EMOM is an abbreviation for Every Minute On the Minute and is a common type of workout found in CrossFit WODs.
It is included in the title/heading of the workout and it means that the athlete is to perform the specified exercise and reps every time the clock beeps to a new minute. The remainder of each minute is used for rest.
EMOM 8 minutes 2 Deadlifts at 80% max
Here, the athlete would perform 2 deadlifts as soon as the timer started. He would then rest until the clock beeped at the 1 minute, at which point he would complete 2 deadlifts again. This would be repeated for all 8 minutes, resulting in a total of 16 deadlifts performed.
EMOM’s are popular for strength training at submaximal levels because they facilitate a good volume of lifting with controlled rest intervals. In the deadlift example above, completing two deadlifts should only take 10-20 seconds, giving the athlete at least 40 seconds of rest.
EMOM’s are also often used for sprint efforts because they dictate the amount of rest allowed – almost functioning like a HIIT (high intensity interval training) workout.
Examples of EMOM’s
A coach could choose to program more than one exercise in an EMOM workout. Generally speaking, there is no one right way to write an EMOM workout, as long as the work prescribed allows the athlete some rest in between minutes.

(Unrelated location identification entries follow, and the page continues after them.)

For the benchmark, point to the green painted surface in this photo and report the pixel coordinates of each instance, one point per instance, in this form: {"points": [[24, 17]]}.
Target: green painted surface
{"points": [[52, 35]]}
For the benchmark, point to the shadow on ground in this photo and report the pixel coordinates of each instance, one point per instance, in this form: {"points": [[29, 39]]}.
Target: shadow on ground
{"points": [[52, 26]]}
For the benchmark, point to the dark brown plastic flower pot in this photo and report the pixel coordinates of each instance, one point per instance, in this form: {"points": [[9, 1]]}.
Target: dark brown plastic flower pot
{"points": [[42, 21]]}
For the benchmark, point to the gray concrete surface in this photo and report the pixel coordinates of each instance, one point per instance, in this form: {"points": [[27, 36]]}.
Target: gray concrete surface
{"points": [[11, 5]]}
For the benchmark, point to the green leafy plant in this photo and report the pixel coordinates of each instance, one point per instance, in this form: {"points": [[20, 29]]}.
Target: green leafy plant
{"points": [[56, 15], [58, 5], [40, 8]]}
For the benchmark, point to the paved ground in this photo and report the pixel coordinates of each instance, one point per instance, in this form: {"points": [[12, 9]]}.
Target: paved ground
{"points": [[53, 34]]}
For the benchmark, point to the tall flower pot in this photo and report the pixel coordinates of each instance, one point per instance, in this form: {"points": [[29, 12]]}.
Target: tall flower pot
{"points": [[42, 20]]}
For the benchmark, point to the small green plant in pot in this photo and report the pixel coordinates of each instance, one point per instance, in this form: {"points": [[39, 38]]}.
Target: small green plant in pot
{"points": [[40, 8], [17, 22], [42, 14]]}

When there are two exercises, the instructions typically refer to Even minutes and Odd minutes. When there are three or more exercises, it will say Minute 1, Minute 2 and Minute 3, and so on. Here are some examples:
EMOM 10 minutes Odd Minute: 3 Power Cleans @ 70% max Even Minute: 5 burpees
In this example, the athlete would start with 3 power cleans as soon as the timer began. When the timer beeped at 1 minute, the athlete would do 5 burpees, and continue in this pattern.
Once the 10 minutes are over, the athlete would have done 5 sets of 3 cleans and 5 sets of 5 burpees, for a total of 15 power cleans and 25 burpees.

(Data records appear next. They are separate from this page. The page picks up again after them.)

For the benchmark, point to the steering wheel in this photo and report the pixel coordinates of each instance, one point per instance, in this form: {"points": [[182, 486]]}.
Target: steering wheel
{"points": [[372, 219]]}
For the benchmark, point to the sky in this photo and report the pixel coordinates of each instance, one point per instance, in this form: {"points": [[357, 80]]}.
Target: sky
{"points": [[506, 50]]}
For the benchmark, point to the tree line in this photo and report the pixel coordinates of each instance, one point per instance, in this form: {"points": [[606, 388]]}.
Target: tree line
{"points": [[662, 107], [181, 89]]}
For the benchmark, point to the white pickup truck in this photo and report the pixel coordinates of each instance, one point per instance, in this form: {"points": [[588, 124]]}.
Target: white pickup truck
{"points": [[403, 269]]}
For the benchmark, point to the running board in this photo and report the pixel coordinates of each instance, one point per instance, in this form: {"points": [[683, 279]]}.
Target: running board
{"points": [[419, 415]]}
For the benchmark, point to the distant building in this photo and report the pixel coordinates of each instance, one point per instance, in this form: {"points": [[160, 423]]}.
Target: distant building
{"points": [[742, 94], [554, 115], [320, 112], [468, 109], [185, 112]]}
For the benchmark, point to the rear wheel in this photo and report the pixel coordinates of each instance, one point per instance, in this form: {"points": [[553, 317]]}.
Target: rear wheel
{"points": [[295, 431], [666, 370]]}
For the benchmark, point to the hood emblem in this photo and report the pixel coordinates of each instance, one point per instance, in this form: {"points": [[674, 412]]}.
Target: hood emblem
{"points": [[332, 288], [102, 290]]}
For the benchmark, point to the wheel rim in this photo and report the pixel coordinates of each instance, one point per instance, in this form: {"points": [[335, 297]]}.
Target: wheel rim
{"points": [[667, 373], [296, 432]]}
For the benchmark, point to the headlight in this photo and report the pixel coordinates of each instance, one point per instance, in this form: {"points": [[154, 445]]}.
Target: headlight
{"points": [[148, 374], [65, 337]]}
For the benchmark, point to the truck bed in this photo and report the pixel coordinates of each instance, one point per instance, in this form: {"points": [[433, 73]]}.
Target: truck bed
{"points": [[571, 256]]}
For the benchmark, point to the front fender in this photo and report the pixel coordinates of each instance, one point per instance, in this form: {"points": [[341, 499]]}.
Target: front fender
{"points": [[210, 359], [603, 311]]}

EMOM 15 Minutes Minute 1: 3 Front Squats @ 75% max Minute 2: 4 strict pull-ups Minute 3: 5 handstand push-ups
In this example, the athlete would start with 3 front squats as soon as the timer began. Once the 15 minutes were up, the athlete would have done 5 sets of 3 front squats, 5 sets of 4 strict pull-ups and 5 sets of 5 HSPU, for a total of 15 front squats, 20 strict pull-ups and 25 HSPU.